AI is of course a mixed blessing for security. ⚖️ The technology is simultaneously an accelerant for vulnerability discovery and a source of novel risks owing to its unpredictable behaviour and interactions with other components. On the positive side of the ledger, OpenAI has publishing an outbound coordinated disclosure policy for disclosing vulnerabilities to third-parties because its models “have already uncovered zero-day vulnerabilities in third-party and open-source software, and we are taking this proactive step in anticipation of future discoveries”. ✅

Conversely, we can point to the 15-year old ‘zombie’ path traversal vulnerability being propagated not only by developers (inadvertently) “but also by LLMs trained on vulnerable code samples scoured from data sets derived from GitHub and Stack Overflow code”. 🧟 And while AI-powered security systems can accelerate “threat detection and response processes”, AI’s hallucination habit raises the spectre of unnecessary and expensive downtime if systems are taken offline because of fictional cyber-attacks, or AI systems recommending unwise security measures based on fabricated data – a topic explored by Dark Reading. 🤖

AI can find and cause or exacerbate vulnerabilities

AI and continuous testing

We’re staying on AI for the next story in our latest roundup aimed at CISOs and security teams – and it still won’t be the last (for good or ill, it’s hard to avoid). Continuous security testing based on intended use cases is a must if organisations want to deploy AI securely at scale, according to Chatterbox Labs CTO Stuart Battersby, who was interviewed recently alongside the AI risk company’s CEO, Danny Coleman, by The Register.🔒 “So the first thing is to think about what is safe and secure for your use case," he explained. “And then what you have to do is not trust the rhetoric of either the model vendor or the guardrail vendor, because everyone will tell you it's super safe and secure.” When it comes to continuous testing of AI systems, by the way, we believe Bug Bounty has an important role to play (after all, Google, Meta, Microsoft, OpenAI and Anthropic all run AI Bug Bounty Programs). 🧠

Relatedly, Javier Castro, CTO of XDR and SIEM protection platform Wazuh, notes that only 42% of CISOs polled by Darktrace profess to have confidence in their AI deployment and truly understand how it fits with their security stack.
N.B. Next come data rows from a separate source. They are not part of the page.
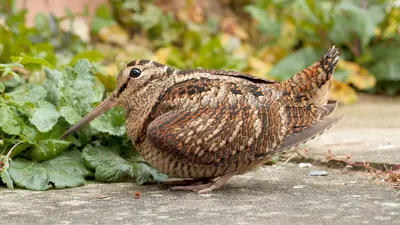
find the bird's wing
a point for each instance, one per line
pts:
(209, 122)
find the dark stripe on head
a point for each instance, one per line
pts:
(122, 88)
(141, 62)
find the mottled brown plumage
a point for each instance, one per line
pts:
(213, 124)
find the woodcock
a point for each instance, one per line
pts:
(209, 125)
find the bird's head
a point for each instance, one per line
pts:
(133, 78)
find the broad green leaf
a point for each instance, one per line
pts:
(45, 116)
(47, 149)
(111, 122)
(66, 170)
(52, 84)
(28, 174)
(70, 114)
(2, 87)
(55, 133)
(108, 164)
(80, 91)
(31, 60)
(30, 93)
(4, 173)
(293, 63)
(30, 133)
(9, 120)
(19, 148)
(93, 56)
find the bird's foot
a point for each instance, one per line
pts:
(206, 187)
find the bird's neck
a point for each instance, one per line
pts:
(140, 104)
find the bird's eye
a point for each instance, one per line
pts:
(135, 72)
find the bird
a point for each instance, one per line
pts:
(204, 126)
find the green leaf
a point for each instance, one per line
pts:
(111, 122)
(30, 93)
(47, 149)
(67, 170)
(45, 116)
(28, 174)
(19, 148)
(4, 173)
(92, 56)
(52, 84)
(2, 87)
(293, 63)
(108, 164)
(31, 60)
(9, 120)
(80, 91)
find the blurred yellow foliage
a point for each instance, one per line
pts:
(343, 93)
(358, 76)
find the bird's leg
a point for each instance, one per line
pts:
(206, 187)
(187, 181)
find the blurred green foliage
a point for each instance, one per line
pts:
(41, 67)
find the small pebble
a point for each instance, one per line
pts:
(318, 173)
(136, 195)
(305, 165)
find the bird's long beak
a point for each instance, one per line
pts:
(105, 105)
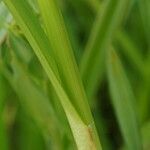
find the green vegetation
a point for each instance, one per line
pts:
(74, 74)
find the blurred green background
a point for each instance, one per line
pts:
(29, 118)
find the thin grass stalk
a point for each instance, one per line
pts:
(82, 131)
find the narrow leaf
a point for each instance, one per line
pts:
(92, 62)
(123, 102)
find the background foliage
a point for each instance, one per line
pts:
(74, 74)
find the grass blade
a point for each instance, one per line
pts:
(3, 96)
(123, 102)
(92, 63)
(82, 131)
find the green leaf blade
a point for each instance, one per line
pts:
(123, 102)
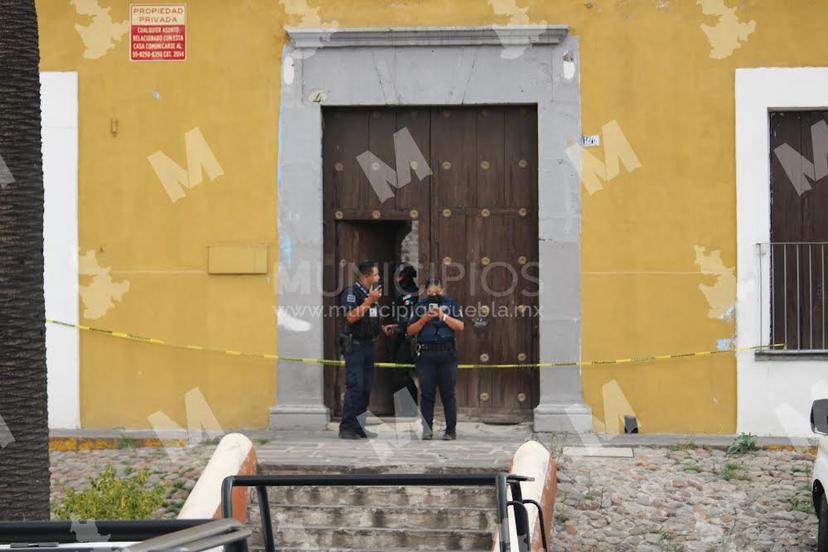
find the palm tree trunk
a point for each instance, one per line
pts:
(24, 433)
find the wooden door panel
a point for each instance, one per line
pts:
(489, 189)
(415, 195)
(484, 165)
(797, 288)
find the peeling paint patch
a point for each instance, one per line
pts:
(288, 70)
(308, 17)
(721, 296)
(517, 16)
(101, 34)
(725, 344)
(729, 33)
(100, 295)
(291, 323)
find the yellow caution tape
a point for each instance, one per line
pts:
(326, 362)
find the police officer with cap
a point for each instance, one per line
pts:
(437, 318)
(402, 312)
(361, 327)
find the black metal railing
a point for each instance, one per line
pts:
(148, 535)
(226, 533)
(795, 290)
(500, 481)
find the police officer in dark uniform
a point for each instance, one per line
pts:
(361, 327)
(436, 319)
(402, 311)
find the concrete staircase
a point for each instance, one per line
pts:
(380, 518)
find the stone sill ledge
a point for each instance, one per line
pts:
(491, 35)
(787, 355)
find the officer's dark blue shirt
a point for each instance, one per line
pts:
(437, 331)
(367, 327)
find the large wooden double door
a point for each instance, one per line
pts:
(470, 217)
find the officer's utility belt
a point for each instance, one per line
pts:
(435, 347)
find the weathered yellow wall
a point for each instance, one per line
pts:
(645, 64)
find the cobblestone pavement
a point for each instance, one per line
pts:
(685, 498)
(178, 472)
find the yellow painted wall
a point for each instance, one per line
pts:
(645, 64)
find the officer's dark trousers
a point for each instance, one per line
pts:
(359, 377)
(438, 370)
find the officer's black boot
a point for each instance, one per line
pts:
(428, 434)
(365, 434)
(348, 434)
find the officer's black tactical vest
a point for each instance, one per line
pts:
(367, 327)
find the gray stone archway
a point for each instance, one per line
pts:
(535, 64)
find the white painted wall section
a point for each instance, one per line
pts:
(59, 107)
(774, 397)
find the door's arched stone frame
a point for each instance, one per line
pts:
(528, 64)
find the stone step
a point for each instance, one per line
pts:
(380, 538)
(439, 497)
(385, 517)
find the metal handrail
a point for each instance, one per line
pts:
(117, 531)
(223, 532)
(500, 481)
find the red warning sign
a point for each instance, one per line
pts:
(157, 32)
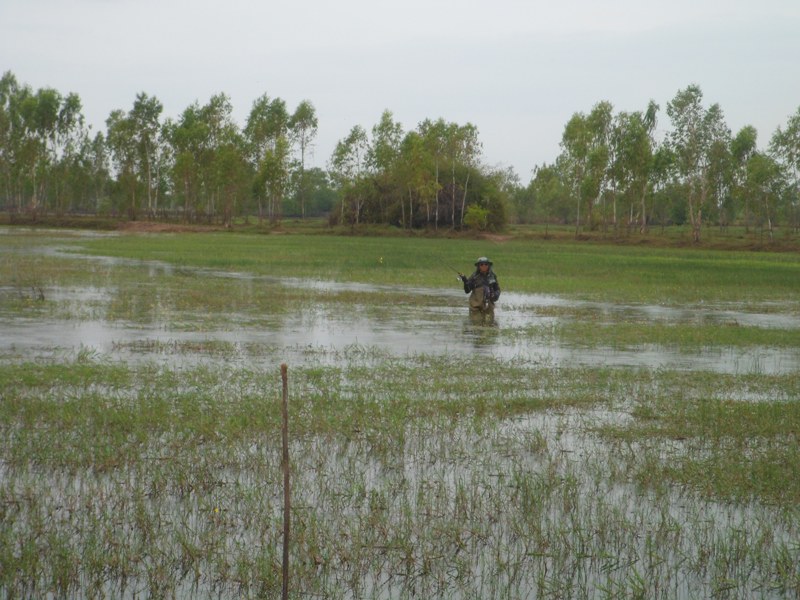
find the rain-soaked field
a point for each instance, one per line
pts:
(627, 429)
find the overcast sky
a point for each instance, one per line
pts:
(516, 69)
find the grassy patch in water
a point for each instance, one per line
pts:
(600, 272)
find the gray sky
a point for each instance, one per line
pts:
(516, 69)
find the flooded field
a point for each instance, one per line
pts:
(573, 448)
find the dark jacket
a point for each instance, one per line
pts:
(488, 281)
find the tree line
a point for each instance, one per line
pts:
(614, 170)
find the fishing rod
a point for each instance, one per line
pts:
(460, 276)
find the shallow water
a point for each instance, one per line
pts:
(441, 326)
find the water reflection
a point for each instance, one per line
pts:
(444, 327)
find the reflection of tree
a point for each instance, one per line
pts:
(483, 334)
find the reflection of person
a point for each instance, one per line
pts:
(483, 288)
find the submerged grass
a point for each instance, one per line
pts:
(410, 477)
(612, 273)
(154, 470)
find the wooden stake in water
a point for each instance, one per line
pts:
(285, 465)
Writing in Tech Radar, he warns that “many AI-powered solutions operate as black boxes, which goes against the grain of the open source, community-driven threat response the industry is now rightly moving toward”. He prescribes a unified, high-visibility approach, given that “fragmented tools with partial views and proprietary, closed-source alert logic only hinder cybersecurity efforts.”💡

AI is a black box so it's a roll of the dice as to how it behaves

“Gartner’s Hype Cycle emphasises the rising importance of continuous threat exposure management (CTEM), underscoring why red teaming must integrate fully into the DevSecOps lifecycle,” according to a VentureBeat article on conducting AI red teaming and adversarial testing. In our opinion, the increasing role of CTEM also advertises the benefits of consolidating findings from multiple testing mechanisms into a single, unified interface and integrating security testing with attack surface management.🧩

CVE program seeming vulnerable

Two Congressional Democrats have demanded a review of the Common Vulnerabilities and Exposures (CVE) program’s “efficiency and effectiveness” with the scheme limping on after an 11th hour reprieve from the Trump Administration’s swingeing cuts.💰 The pair have asked the Government Accountability Office to “conduct a study of the federal programs designed to support vulnerability management for discovered vulnerabilities and weaknesses in information technology systems.” As well as the “recent near-lapse of CISA’s contract supporting the CVE program”, they cited concerns over the fact that, “in early 2024, funding challenges at NIST resulted in a backlog of thousands of vulnerabilities” in the National Vulnerability Database (NVD). 📂 Funding challenges are a concern across the board for US cyber defences. President Trump’s nominee for National Cyber Director was recently grilled over deep budget cuts at the Cybersecurity and Infrastructure Security Agency (CISA) and the risk entailed to critical infrastructure. And all this against the backdrop of a “heightened threat environment in the United States” following American airstrikes against Iranian nuclear facilities.⚠️

Overwhelmed by vulnerabilities

After we highlighted the problem last month, more evidence has emerged that the much-needed ‘shift left’ in software development is not running entirely smoothly. Devs are feeling overburdened by vulnerability overload, an AI-fuelled acceleration in development and challenges integrating tools, according to a survey by AI security firm Pynt. The poll found that a quarter of developers felt overwhelmed by the sheer volume of vulnerabilities they were having to deal with, while more than a third considered false positives to be the biggest barrier to successfully ‘shifting left’. 🔄

Before we segue to our own recent output, here’s a few more stories that may pique your interest:

🛡️Ukraine war spurred infosec vet Mikko Hyppönen to pivot to drones – The Register

🛡️Vulnerability in Google's password-recovery page that allowed bruteforcing of users’ phone numbers nets researcher $5k bountyDark Reading

🛡️Report: CISO scepticism is clouding CEO’s GenAI ambitionsDigit News

🛡️‘Redefining Hacking’: Review of book on red teaming and Bug Bounty hunting in an AI-driven worldHelp Net Security

🛡️10 tough cybersecurity questions every CISO must answerCSO

‘Valuable for frequently updated platforms’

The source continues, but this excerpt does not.